There is growing evidence that IR results in a chronic oxidative stress. The mechanisms for these chronic oxidative changes following radiation have not been fully elucidated. IR-induced mitochondrial dysfunction likely contributes to chronic overproduction of mitochondrial RONS (22,32–34). 3-NT immunostaining in VSs up to 7 years after IR supports the theory that IR results in long-term chronic oxidative stress; yet, VSs may continue to grow in these conditions.
One aspect of the four irradiated patients in this study that differs from many in the radiotherapy literature is that these tumors had all been observed for tumor growth prior to receiving IR. Significantly, a recent study of large VSs that underwent subtotal resection found that over 30% of VSs that received IR for growth of tumor remnants demonstrated persistent growth and ultimately required further resection (35). These findings are similar to our patients and highlight the differences in clinical success of IR for VSs when IR use is restricted to tumors that have already been observed and found to have documented growth.

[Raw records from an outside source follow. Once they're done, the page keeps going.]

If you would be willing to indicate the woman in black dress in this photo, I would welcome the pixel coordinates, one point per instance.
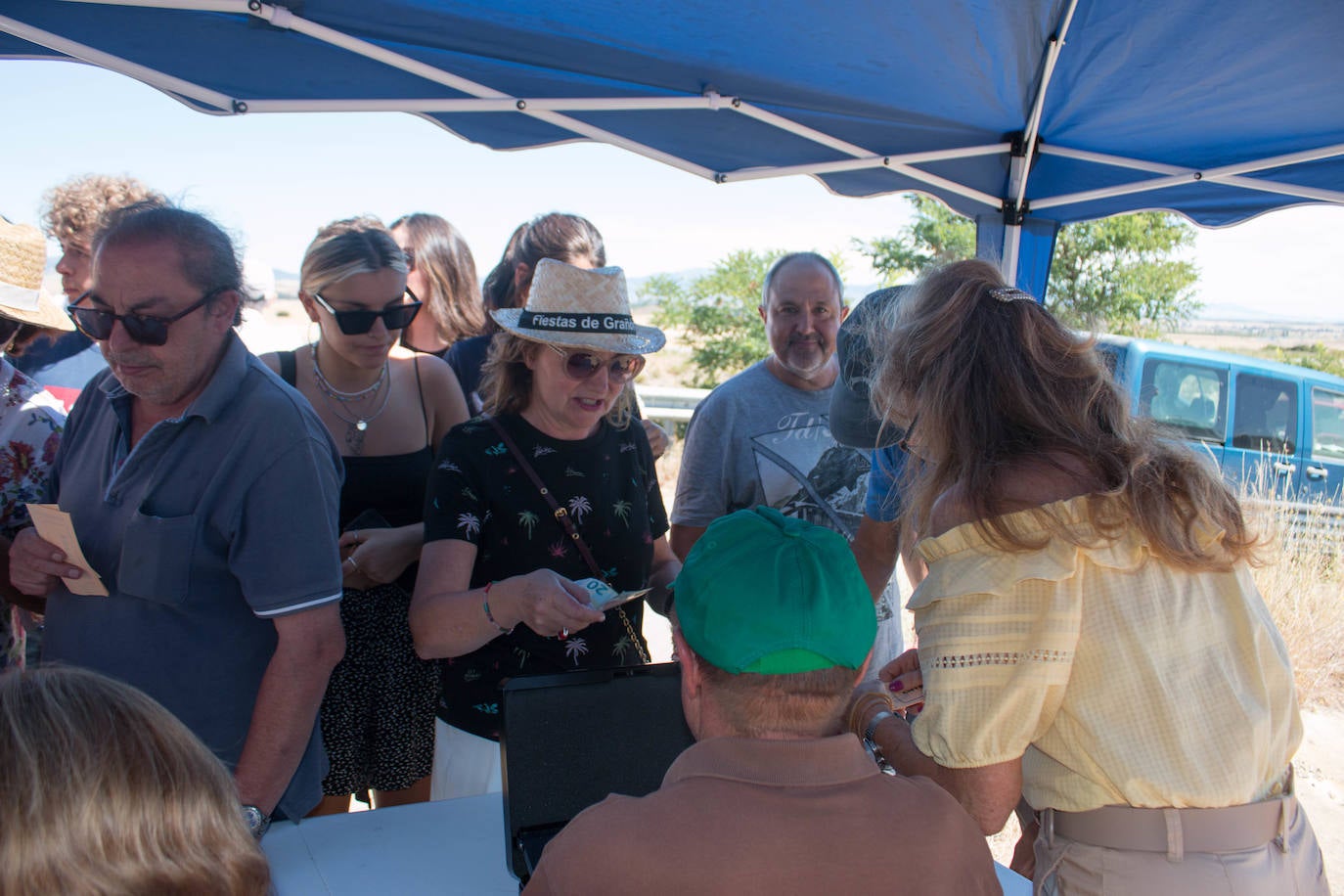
(386, 414)
(498, 590)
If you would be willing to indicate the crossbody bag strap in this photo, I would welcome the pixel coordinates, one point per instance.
(557, 511)
(560, 514)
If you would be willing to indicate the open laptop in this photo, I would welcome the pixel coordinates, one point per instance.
(570, 739)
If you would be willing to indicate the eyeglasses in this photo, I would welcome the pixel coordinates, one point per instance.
(581, 366)
(146, 330)
(358, 323)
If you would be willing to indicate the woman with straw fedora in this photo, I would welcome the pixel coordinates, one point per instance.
(29, 418)
(553, 486)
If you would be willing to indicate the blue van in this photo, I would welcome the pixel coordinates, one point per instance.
(1262, 422)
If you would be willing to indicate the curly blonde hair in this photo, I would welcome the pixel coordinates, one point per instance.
(991, 383)
(78, 208)
(108, 794)
(453, 299)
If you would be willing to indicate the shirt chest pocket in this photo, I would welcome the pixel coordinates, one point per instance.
(157, 555)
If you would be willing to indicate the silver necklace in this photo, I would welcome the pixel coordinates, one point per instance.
(326, 385)
(356, 426)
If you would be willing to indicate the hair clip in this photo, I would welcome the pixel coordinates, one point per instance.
(1010, 294)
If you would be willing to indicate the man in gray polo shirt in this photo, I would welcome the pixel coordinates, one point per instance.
(203, 493)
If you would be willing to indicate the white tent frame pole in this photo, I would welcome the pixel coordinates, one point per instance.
(840, 146)
(482, 105)
(1229, 175)
(115, 64)
(1019, 166)
(898, 164)
(283, 18)
(1012, 248)
(488, 100)
(1017, 184)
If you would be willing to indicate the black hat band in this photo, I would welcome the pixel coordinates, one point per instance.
(564, 323)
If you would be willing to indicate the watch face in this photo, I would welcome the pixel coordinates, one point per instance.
(257, 820)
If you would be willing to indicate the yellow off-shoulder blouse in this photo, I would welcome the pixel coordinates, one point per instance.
(1117, 677)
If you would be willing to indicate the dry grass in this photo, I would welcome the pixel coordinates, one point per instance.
(1303, 583)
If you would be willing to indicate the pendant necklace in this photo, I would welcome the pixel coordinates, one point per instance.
(355, 426)
(331, 391)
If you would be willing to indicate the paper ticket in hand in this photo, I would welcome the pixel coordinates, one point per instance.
(54, 525)
(604, 597)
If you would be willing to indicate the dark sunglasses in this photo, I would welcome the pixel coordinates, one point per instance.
(581, 366)
(146, 330)
(358, 323)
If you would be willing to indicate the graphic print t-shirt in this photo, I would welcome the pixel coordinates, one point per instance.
(758, 441)
(478, 493)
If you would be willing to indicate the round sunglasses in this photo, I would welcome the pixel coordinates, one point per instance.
(581, 366)
(358, 323)
(146, 330)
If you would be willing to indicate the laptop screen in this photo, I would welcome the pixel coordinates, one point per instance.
(568, 740)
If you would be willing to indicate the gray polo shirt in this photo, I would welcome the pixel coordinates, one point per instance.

One could argue that the tumors analyzed in this study could be considered “more aggressive” or “less responsive to radiation” than typical vestibular schwannomas based on the fact that they recurred/progressed after prior surgical removal. However, other vestibular schwannomas that are controlled with radiation seem as, or perhaps even more, likely to demonstrate 3-NT labeling, indicative of ongoing oxidative stress, than tumors that grow after radiation. Ultimately data from a larger number of vestibular schwannomas will be required to verify chronic oxidative stress following radiation.
Our findings also highlight the importance of long-term follow-up for VS patients following IR to assess for delayed tumor progression. While studies demonstrating long-term tumor control with microsurgery and IR are emerging (36–38), most of the data in the literature are based on more limited follow-up periods. In two recent systematic reviews of VS outcomes, mean follow-up was reported as ≤5 years in at least 23 studies (1,2). Two of the VSs in this study demonstrated chronic oxidative stress 4 and 7 years after IR and still progressed. The potential for delayed malignant transformation following IR also warrants long-term follow-up. IR induces immediate genetic damage along with a host of long-term indirect cellular carcinogenic effects (22,39). Related to the findings in these VS specimens is the observation that IR-induced mitochondrial dysfunction leads to further genomic instability secondary to chronic overproduction of RONS (32,33). Furthermore, chronic IR-induced oxidative stress appears to promote mutagenesis and tumorigenesis in human thyrocytes (34).
Conclusions
The data reported here demonstrate chronic oxidative stress in VSs up to 7 years after radiation. Further, VSs may continue to progress in spite of these effects suggesting that VS cells possess mechanisms for cell survival and proliferation despite radiation induced oxidative stress and highlighting the need for long-term follow-up in patients treated with IR.
Acknowledgments
This work was supported in part by CDMRP NF130072 from the Department of Defense.